I'm an enthusiast of micro accounts. To be successful with them my belief is that you have to be very careful, very risk conscious and very patient – funnily enough these are qualities that have served me well for quite a few years now. If you can successfully develop these qualities with a micro account it can be a very cheap way of learning. However, in my experience it's nowhere near as easy as you might think. If you are a novice, before you even think about doing it for real my recommendation would be to do it on a demo account just to try out your methodology – once you've got that straight you can go on to the real thing and then ascertain the size and resilience of your gonads. You don't even have to open a demo account – make your own demo account with a spreadsheet and just get prices from your broker or one of the many trading websites. One of the problems I found with demo websites is a restricted range of instruments unless of course you're doing FX. Could it be that brokers would prefer beginners to start on FX?
As an experiment, 6 months ago I started a micro spread bet account (US S&P 500 shares ) with £1000, to see what I could do. I've now just about doubled it and managed to keep drawdown no greater than 16%. So, a grand in 6 months – doesn't seem to be the way to untold riches and the easy life: you could get more than that stacking shelves in the local supermarket! But what did I learn? Well actually, nothing new. Just all the old lessons that have been around for ages and are available free. E.g. Keep an eye on risk at all times; don't let losers run away i.e. cut losses – very easy in theory but very difficult to do for real; don't rush – think about everything and study your charts carefully; one or 2 basic old-fashioned indicators can be helpful but it's no good following them blindly; with such a small account it's important to grab profits when they're there – wait too long and they disappear in a puff of smoke and counter-trend . Running your profits (for too long) can be an expensive mantra to follow in my experience. Keep an eye on the market index and get a feel for any rhythms which may develop.

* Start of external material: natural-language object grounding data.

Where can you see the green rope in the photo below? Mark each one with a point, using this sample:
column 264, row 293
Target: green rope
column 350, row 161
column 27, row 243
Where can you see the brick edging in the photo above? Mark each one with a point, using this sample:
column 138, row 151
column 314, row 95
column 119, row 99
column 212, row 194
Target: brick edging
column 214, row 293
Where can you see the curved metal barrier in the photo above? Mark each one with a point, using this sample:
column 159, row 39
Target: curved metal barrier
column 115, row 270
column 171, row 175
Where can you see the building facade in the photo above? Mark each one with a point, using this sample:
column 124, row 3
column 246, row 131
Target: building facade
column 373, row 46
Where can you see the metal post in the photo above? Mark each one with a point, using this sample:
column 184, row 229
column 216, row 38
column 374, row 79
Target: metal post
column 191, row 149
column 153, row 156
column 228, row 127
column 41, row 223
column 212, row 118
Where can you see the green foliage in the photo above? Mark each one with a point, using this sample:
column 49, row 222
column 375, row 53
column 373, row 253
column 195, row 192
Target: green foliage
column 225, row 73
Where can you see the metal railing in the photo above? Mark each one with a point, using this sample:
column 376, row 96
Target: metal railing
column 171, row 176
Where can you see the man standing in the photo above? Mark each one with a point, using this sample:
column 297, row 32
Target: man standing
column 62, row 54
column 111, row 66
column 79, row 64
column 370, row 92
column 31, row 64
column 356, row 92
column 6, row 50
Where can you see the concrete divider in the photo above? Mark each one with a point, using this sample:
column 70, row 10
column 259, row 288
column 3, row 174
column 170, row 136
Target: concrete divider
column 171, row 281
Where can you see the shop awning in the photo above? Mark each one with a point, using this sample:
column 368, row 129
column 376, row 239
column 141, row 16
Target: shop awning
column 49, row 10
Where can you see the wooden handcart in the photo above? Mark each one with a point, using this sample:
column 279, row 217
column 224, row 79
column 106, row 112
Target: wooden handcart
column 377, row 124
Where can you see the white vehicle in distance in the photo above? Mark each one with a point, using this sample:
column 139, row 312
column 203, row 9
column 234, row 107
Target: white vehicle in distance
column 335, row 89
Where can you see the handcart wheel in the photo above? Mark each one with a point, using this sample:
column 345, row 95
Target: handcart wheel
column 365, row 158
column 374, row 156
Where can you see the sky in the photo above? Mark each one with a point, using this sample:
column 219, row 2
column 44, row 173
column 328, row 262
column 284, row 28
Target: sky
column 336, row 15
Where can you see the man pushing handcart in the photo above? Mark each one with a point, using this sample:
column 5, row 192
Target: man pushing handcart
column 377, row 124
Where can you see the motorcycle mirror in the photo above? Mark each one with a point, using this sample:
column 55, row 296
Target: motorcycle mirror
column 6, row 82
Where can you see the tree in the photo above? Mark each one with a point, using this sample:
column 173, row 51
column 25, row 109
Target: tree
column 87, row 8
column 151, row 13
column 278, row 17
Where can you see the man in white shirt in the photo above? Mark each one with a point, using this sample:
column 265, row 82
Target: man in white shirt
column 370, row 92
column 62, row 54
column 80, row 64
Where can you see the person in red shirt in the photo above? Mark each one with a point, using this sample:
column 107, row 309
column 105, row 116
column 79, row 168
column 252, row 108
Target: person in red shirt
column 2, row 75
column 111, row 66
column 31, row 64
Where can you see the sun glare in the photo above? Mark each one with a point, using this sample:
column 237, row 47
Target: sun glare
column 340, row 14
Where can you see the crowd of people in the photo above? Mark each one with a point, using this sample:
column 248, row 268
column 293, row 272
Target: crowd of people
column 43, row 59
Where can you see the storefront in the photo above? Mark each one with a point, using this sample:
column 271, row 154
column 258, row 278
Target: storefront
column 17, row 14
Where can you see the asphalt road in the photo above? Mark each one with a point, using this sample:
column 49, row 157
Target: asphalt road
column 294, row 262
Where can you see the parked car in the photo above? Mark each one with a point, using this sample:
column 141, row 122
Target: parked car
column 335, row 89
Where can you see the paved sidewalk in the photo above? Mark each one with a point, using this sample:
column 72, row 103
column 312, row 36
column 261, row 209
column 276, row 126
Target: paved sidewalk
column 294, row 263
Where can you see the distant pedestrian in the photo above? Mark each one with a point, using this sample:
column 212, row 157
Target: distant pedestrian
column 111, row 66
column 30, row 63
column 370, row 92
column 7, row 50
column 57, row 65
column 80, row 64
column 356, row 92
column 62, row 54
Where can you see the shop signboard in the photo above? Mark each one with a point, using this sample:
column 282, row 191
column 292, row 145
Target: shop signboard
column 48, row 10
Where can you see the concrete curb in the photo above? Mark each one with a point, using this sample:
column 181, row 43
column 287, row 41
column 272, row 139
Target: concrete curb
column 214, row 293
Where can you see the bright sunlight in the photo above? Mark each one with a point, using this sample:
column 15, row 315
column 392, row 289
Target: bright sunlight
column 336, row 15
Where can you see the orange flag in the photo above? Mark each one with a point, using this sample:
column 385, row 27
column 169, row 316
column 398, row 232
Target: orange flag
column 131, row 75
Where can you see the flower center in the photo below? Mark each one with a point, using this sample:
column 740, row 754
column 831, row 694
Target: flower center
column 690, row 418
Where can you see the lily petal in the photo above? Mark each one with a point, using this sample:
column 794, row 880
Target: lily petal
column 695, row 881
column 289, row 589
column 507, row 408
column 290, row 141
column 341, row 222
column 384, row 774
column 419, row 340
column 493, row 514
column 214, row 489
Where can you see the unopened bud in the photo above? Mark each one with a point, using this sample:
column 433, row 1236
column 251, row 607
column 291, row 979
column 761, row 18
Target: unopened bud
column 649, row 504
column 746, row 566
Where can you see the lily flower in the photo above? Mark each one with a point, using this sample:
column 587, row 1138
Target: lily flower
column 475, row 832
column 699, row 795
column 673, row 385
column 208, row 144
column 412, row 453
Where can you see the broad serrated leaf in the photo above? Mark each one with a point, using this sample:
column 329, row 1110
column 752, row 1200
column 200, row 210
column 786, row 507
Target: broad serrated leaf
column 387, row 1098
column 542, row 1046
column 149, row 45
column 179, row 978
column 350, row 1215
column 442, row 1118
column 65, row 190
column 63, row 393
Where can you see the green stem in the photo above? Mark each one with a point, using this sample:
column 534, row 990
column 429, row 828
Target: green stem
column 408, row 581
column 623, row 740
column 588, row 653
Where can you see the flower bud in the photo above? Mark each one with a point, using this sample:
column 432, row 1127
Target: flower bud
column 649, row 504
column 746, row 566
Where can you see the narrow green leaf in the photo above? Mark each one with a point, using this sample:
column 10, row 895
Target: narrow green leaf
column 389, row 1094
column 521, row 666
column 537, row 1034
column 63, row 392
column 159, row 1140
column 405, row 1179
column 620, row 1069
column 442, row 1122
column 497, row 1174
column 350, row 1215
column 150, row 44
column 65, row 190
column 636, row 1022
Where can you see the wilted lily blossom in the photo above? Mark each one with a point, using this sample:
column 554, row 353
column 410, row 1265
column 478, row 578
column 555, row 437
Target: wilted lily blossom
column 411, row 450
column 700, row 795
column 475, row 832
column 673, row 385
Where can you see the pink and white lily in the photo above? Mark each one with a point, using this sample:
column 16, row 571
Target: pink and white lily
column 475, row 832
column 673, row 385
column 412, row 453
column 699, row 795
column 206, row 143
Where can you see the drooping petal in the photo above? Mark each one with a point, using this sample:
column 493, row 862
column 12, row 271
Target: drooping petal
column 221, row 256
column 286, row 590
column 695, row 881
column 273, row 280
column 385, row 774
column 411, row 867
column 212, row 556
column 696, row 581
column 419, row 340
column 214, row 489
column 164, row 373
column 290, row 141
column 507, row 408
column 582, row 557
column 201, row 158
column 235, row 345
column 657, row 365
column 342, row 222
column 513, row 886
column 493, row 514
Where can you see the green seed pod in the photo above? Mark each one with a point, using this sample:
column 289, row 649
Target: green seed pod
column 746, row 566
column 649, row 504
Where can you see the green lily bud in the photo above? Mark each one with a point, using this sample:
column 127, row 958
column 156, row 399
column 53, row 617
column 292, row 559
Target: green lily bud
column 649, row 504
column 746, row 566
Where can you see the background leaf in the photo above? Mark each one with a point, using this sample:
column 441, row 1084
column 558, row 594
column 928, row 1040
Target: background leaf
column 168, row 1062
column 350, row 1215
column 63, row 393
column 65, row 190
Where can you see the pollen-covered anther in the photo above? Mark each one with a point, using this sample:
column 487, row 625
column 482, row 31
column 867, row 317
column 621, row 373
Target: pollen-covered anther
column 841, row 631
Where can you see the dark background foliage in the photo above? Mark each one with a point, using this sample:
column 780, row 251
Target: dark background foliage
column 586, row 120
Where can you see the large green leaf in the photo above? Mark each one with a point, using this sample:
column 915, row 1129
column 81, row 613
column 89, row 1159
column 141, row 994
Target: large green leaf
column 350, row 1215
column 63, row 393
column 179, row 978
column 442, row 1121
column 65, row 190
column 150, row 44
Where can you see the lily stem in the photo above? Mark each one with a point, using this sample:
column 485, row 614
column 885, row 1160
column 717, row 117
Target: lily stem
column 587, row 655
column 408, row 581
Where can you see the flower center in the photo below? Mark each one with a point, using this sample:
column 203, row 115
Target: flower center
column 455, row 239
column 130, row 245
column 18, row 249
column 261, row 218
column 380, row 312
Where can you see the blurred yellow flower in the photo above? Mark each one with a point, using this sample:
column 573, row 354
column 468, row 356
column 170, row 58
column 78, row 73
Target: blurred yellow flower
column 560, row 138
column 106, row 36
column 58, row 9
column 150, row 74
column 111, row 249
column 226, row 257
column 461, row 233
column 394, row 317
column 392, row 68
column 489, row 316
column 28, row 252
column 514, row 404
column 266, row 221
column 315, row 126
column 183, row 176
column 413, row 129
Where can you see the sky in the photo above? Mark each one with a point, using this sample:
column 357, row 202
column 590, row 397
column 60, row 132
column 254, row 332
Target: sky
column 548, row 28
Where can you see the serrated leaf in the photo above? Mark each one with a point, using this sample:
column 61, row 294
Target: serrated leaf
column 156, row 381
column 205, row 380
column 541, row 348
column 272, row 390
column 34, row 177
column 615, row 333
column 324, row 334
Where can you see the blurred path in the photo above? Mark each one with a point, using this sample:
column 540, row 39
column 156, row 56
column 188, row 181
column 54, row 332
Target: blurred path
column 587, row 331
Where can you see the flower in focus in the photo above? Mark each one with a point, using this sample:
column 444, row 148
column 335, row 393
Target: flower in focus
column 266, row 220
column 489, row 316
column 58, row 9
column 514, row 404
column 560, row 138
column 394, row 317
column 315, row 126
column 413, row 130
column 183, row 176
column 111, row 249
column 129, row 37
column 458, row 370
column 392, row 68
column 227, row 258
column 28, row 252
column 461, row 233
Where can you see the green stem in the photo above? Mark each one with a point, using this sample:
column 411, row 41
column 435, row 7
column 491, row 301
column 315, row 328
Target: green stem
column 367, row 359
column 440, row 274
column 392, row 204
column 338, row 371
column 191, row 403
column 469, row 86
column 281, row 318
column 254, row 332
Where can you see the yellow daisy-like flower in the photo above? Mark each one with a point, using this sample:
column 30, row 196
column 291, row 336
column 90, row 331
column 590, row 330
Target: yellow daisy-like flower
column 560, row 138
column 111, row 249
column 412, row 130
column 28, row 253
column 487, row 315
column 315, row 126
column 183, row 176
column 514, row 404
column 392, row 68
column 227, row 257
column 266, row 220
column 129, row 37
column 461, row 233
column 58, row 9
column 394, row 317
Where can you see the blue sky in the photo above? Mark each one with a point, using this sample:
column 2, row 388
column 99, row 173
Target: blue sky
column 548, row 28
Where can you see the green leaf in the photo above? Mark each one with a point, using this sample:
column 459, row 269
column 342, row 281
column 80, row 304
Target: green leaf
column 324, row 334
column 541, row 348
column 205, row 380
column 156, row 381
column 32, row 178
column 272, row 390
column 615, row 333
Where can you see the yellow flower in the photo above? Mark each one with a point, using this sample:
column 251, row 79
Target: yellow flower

These trades usually lasted from 1 to several or more days – perhaps up to 14 when on occasion, I didn't have the sense to get out earlier. So maybe not a lot of use to the short-term or FX trader I'm presuming. I don't do FX, it all seems a bit too fast and risky to me - but who am I to say? The last 6 months has reinforced all the old lessons which are so easy to forget; made me remember that thinking and patience are very important; reminded me that it's the trade that is important and not the potential riches and down payment on a yacht. The common advice is to expect to blow up one or more accounts during your apprenticeship – very easy to do I have no doubt, but if you tread carefully and start off on the beginners slopes (others can say whether that should include FX) I don't believe that necessarily has to be so. Minimum leverage as part of your risk-controlled financial diet goes a long way to keeping you healthy and in the game.
But do NB: all this is a waste of time if you basically haven't got an edge – you'll just die gradually instead of a merciful quick demise. So make sure your demo trading does demonstrate an edge and keep at it until you know you've got one – if you're not sure that you have one, then you haven't got one.